ただ、高校卒業後はなんとなく日本に戻って、日本の大学に入るのが当然だと考えていたので、受験のために帰国することに。卒業式では私も友人も大号泣でした。


違和感を抱えつつも大手企業へ


大学は帰国子女枠がある中から、自分が興味を持っていた日本とアメリカの教育システムの違いについて学べそうな、教育学部や社会学部を選んで受験していました。その中から実家との距離や街の住みやすさなどを考えて、横浜の大学に入学することにしました。

大学では自分の興味のあるゼミに複数所属し、ヨーロッパの文学、アフリカの民俗学、スポーツ科学やまちづくりなど幅広くいろんな分野の勉強をしました。中でも一番興味を持ったのがまちづくり。まだ発展途上のみなとみらいを、自分だったらどう創っていくかというテーマで研究しました。その中で、まちづくりには人と人をつなぐコミュニティが重要なのではないかと考えるようになり、コミュニティ形成に興味を持つようになりました。

3年生になると就活が始まりました。すると、これまで周りに「楽しそうだね、大学生」と言われていたのに、いきなり「やばいじゃん、就活じゃん」と言われるようになり、そのことにすごく違和感を覚えました。友人達も急に自分の将来について考え出し、収入や安定を求めて大手企業にエントリーし始めました。それを見て、みんな同じタイミングで、同じ方法論で就活しなければならないなんて気持ち悪いと感じました。

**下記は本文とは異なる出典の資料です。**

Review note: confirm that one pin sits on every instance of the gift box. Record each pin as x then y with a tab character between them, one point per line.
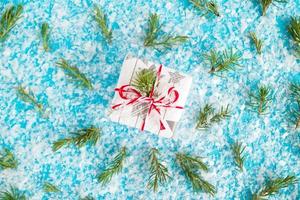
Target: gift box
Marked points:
149	96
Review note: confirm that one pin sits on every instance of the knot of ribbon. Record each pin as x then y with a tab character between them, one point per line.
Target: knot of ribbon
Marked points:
132	95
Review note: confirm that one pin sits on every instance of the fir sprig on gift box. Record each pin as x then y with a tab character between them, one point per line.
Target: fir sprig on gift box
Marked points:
294	30
238	151
81	137
45	33
115	167
9	20
208	116
191	167
12	193
273	187
7	160
208	7
155	38
265	4
257	42
260	99
50	188
222	61
101	20
74	74
159	173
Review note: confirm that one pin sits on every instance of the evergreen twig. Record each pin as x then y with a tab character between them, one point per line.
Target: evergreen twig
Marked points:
8	160
257	42
152	35
273	186
74	74
81	137
159	173
114	167
191	166
101	20
9	20
237	151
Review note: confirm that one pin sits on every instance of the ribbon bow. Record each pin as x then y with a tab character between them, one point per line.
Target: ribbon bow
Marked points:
131	96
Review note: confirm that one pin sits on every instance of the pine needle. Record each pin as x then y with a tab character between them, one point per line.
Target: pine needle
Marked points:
209	7
191	166
9	20
221	62
8	160
259	100
101	20
50	188
28	97
115	167
258	43
74	74
166	40
159	173
45	33
208	116
81	137
12	194
239	158
265	4
273	187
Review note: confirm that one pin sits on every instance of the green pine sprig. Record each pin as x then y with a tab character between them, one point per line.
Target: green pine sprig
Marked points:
28	97
274	186
208	116
8	160
260	100
238	151
12	193
115	167
222	61
45	33
50	188
159	173
191	167
265	4
208	7
257	42
101	20
152	38
80	138
9	20
74	74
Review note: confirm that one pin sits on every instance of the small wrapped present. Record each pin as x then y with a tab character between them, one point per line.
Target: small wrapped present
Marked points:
149	96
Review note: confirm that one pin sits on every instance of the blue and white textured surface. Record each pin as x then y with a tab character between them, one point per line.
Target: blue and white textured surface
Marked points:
272	145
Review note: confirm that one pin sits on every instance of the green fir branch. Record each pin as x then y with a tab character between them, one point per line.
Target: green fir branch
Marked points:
191	166
208	7
8	160
265	4
45	33
101	20
159	173
74	74
222	61
28	97
80	138
12	194
152	35
260	100
273	186
9	20
50	188
257	42
114	168
237	151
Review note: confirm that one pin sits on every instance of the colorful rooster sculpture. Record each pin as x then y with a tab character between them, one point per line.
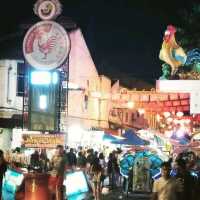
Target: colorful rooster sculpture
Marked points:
174	55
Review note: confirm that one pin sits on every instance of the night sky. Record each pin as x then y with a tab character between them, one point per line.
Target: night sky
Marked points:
123	36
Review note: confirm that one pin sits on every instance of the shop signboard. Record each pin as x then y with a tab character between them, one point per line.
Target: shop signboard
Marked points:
42	140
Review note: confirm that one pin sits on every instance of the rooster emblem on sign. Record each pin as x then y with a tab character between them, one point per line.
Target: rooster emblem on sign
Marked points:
46	43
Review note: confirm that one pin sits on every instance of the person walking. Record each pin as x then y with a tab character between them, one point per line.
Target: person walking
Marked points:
3	168
96	172
189	182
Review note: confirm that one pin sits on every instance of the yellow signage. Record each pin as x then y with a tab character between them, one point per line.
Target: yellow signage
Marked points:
42	140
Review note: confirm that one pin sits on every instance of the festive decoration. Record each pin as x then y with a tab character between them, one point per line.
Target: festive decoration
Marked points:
183	66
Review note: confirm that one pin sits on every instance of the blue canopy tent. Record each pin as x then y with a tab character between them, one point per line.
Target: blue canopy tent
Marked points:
131	138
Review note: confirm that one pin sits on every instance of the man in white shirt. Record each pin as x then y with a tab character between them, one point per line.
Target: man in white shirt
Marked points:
166	187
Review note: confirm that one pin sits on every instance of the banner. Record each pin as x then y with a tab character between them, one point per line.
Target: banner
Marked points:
42	140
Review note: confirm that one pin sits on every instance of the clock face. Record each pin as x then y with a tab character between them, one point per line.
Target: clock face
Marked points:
46	45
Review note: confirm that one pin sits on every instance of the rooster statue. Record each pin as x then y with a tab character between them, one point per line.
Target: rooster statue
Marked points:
174	55
46	43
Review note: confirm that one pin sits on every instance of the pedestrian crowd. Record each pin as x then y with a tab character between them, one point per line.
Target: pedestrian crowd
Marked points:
102	169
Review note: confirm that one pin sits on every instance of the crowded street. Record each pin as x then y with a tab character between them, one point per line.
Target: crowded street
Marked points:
99	100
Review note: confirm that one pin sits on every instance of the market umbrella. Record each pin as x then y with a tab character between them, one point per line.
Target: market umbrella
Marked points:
131	138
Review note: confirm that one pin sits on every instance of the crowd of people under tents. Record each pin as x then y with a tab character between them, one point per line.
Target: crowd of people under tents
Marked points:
95	164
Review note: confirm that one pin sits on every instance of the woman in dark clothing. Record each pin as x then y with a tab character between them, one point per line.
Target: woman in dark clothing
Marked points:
113	170
3	167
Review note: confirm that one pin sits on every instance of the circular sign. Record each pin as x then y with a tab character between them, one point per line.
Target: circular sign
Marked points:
46	45
46	10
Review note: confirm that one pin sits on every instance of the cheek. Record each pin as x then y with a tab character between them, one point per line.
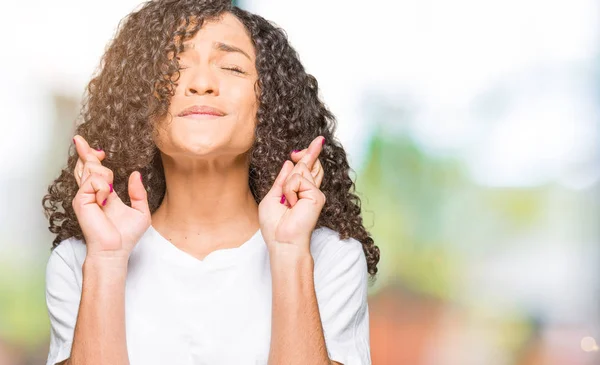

自分が何をしたいのか、このまま就職するべきか悩み、夏には自分探しのために日本一周の旅に出ました。結局やりたいことは見つかりませんでしたが、旅を通して「まずやってみる」ことは大事だと学びました。そこで、相変わらず違和感はあったものの、就活に取り組むことにしました。

いろいろな企業をみてみるうち、徐々に就活にのめり込んでいって、いつの間にか自分も周りと同じように大手企業ばかり受けていました。最終的には大学で一番興味を持って勉強していたまちづくりに関われる仕事をしたいと考え、大手ディベロッパーに入社することにしました。

価値観が合わなければ人生は辛い


入社後すぐに、不動産の証券化を行う投資会社に出向することに。まちづくりがしたくてディベロッパーに入ったのに、まったく興味のない分野の仕事でした。それでも初めは目一杯頑張る気持ちでいましたが、段々と自分自身が何のために、何をしているのか分からなくなってしまい、仕事と向き合うことができなくなってしまいました。小さい頃から楽しそうに働く父の背中を見ていたので、「仕事が楽しくない」というのがショックでしたね。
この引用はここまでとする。